O'Nan's steady, solid writing carries the work all the way to October, but it is King who thrives when the drama mounts as the playoffs begin. When the Red Sox falter in the ALCS and are on the verge of failing, it his eloquent writing that reminds the reader of that desperate feeling, before we knew that the Red Sox would turn it around:

"Yet we are still faithful; still we believe. Tonight we'll once again fill the old green church of baseball on Lansdowne Street, in some part because it's the only church of baseball we have; in large parte because - even on mornings like this, when the clean-shaven Yankee Corporate Creed seems to rule the hardball universe - it's the only church of baseball we can really love. No baseball team has ever come back from a three-games-to-none deficit to win a posteseason series, but a couple of hockey teams have done it, and we tell ourselves it has to happen sooner or later for a baseball team, it just has to.

We tell ourselves Derek Lowe has one more chance to turn 2004 from tragickal to magickal.

We tell ourselves it's just one game at a time.

We tell ourselves the impossible can start tonight."

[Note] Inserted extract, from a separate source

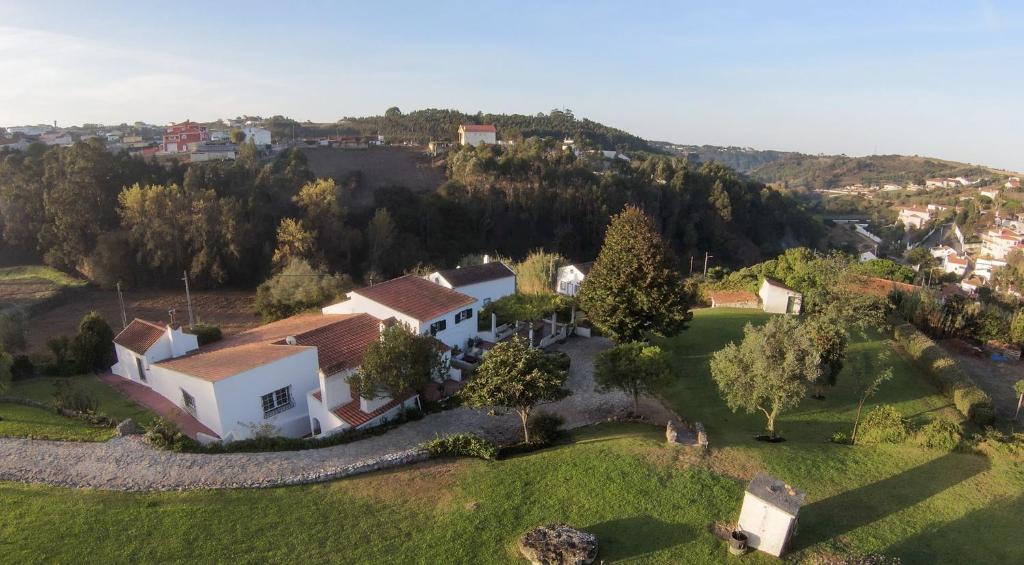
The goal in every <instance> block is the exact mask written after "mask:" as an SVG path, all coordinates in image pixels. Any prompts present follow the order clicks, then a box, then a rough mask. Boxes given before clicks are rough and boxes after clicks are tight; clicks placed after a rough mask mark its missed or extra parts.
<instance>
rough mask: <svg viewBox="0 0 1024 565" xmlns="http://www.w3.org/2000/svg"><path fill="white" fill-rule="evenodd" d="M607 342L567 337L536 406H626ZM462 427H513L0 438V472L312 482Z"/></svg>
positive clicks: (564, 417)
mask: <svg viewBox="0 0 1024 565" xmlns="http://www.w3.org/2000/svg"><path fill="white" fill-rule="evenodd" d="M609 346H610V342H608V341H607V340H602V339H582V338H578V339H571V340H569V341H567V342H566V343H565V344H562V345H560V346H557V347H556V348H555V349H559V350H562V351H565V352H566V353H567V354H568V355H569V356H570V357H571V359H572V362H571V365H570V367H571V368H570V371H569V380H568V387H569V388H570V389H571V390H572V393H573V394H572V395H571V396H569V397H568V398H566V399H564V400H561V401H559V402H556V403H554V404H550V405H547V406H543V407H542V408H541V409H544V410H548V411H553V412H556V414H559V415H561V416H562V417H563V418H565V422H566V427H567V428H575V427H580V426H585V425H588V424H592V423H596V422H602V421H605V420H608V419H609V418H612V417H616V416H621V415H623V414H624V412H625V411H626V410H628V409H629V408H630V407H631V401H630V398H629V397H628V396H626V395H625V394H622V393H608V394H603V393H597V392H595V391H594V380H593V357H594V355H595V354H596V353H597V352H598V351H600V350H602V349H604V348H606V347H609ZM642 409H643V410H644V411H646V412H647V414H645V416H646V417H647V418H648V419H650V420H653V421H655V422H664V420H665V419H667V418H669V417H671V414H670V412H668V410H666V409H665V408H664V407H662V405H660V404H659V403H658V402H656V401H655V400H653V399H647V400H645V402H644V404H643V408H642ZM462 432H473V433H477V434H481V435H484V436H486V437H489V438H490V439H494V440H496V441H509V440H512V439H514V438H516V437H518V434H519V433H520V430H519V421H518V418H517V417H516V416H514V415H500V416H495V417H490V416H487V415H486V414H484V412H482V411H480V410H473V409H470V408H466V407H459V408H455V409H452V410H446V411H443V412H440V414H433V415H430V416H427V417H426V418H424V419H423V420H419V421H416V422H411V423H408V424H404V425H402V426H399V427H397V428H395V429H393V430H391V431H389V432H387V433H385V434H383V435H379V436H374V437H370V438H367V439H362V440H359V441H353V442H351V443H345V444H342V445H335V446H332V447H324V448H321V449H307V450H303V451H278V452H269V453H218V454H208V453H175V452H171V451H165V450H160V449H155V448H153V447H150V446H148V445H146V444H145V443H144V442H143V441H142V440H141V438H139V437H137V436H135V437H124V438H116V439H113V440H111V441H108V442H103V443H87V442H61V441H43V440H31V439H17V438H0V480H4V481H18V482H30V483H46V484H52V485H60V486H75V487H95V488H102V489H110V490H179V489H189V488H236V487H264V486H279V485H285V484H299V483H308V482H317V481H324V480H330V479H334V478H338V477H343V476H347V475H351V474H355V473H359V472H366V471H372V470H376V469H381V468H385V467H393V466H395V465H400V464H402V463H408V462H412V461H419V460H422V459H423V454H422V453H421V452H419V451H418V450H417V449H416V447H417V446H418V445H419V444H421V443H423V442H424V441H426V440H429V439H433V438H434V437H436V436H441V435H449V434H455V433H462Z"/></svg>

Ultimately, the thrill of this book lies in the anticipation of the ending, not the actual payoff. You could probably acquire the same thrill through watching the World Series tape over again. But in mid-season, you just can't put it down, waiting to see what happens when Cabrera finds his rhythm and starts hitting, when Millar gets hot, when the team suddenly gels and starts playing championship baseball. And if you're any sort of Sox fan at all, you can't help but smile to see it all again.

The payoff: Three stars out of five - the book doesn't provide the same joy as a World Series win, but it's at least on par of the visceral thrill of say - watching Varitek give A-Rod another two-handed shot to the mouth. That's good enough for me.